On assisted suicide, the judges said it was up to individual nations to decide.

The European Court of Human Rights (ECHR) ordered Germany to pay Mr Koch 2,500 euros (£1,600; $2,460) in damages and 26,736 euros for legal costs.

There was a violation of Article Eight of the European Convention on Human Rights (right to respect for private and family life) because of the German courts' refusal to examine the merits of Mr Koch's complaint, the ruling said.

After suffering a bad fall in 2002 Mr Koch's wife needed artificial ventilation and constant nursing care.
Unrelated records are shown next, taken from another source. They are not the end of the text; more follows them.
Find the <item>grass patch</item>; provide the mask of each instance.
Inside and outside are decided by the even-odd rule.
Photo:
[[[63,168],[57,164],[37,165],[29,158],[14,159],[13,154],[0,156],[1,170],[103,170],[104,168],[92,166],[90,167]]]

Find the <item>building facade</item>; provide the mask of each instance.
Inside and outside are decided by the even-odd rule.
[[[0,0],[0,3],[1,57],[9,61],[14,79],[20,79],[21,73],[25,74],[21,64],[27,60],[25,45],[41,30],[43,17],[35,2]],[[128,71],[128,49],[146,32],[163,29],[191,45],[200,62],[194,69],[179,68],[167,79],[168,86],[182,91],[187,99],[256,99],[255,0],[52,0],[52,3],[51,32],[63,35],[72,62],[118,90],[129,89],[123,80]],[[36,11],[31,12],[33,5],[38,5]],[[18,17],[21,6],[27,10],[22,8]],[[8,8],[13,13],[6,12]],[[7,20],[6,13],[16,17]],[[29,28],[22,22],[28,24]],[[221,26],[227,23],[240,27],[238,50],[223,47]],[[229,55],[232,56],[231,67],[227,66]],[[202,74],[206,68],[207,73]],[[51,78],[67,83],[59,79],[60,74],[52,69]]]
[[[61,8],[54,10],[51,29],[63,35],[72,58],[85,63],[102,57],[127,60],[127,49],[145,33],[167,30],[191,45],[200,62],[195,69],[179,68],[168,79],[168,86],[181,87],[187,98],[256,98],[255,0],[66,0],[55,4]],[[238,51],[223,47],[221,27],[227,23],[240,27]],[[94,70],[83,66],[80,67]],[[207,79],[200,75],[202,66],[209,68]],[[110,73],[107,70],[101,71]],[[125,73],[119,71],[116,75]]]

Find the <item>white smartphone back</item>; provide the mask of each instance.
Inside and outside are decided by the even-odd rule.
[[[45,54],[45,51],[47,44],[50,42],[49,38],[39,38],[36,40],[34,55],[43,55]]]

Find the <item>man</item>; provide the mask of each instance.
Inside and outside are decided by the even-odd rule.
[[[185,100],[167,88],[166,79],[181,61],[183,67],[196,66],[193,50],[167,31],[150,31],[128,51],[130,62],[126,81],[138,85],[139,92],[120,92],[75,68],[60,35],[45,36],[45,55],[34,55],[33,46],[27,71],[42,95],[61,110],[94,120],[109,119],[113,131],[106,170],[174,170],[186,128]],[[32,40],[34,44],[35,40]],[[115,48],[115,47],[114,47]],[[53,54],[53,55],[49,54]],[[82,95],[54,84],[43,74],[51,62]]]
She wanted to end her life, but Germany's Federal Institute for Drugs and Medical Devices refused to let her do so with sodium pentobarbital.

Mr Koch's challenges on her behalf got nowhere in Germany as the courts cited the existing ban on active assisted suicide.

The Dignitas facility in Switzerland later enabled Mrs Koch to die.

The Strasbourg ruling on Thursday was only procedural, as the judges noted that there is no consensus in Europe on the ethics of assisted suicide.

The court's research found that only four of 42 states in the Council of Europe allow medical practitioners to prescribe a lethal drug in order to enable a patient to end his or her life.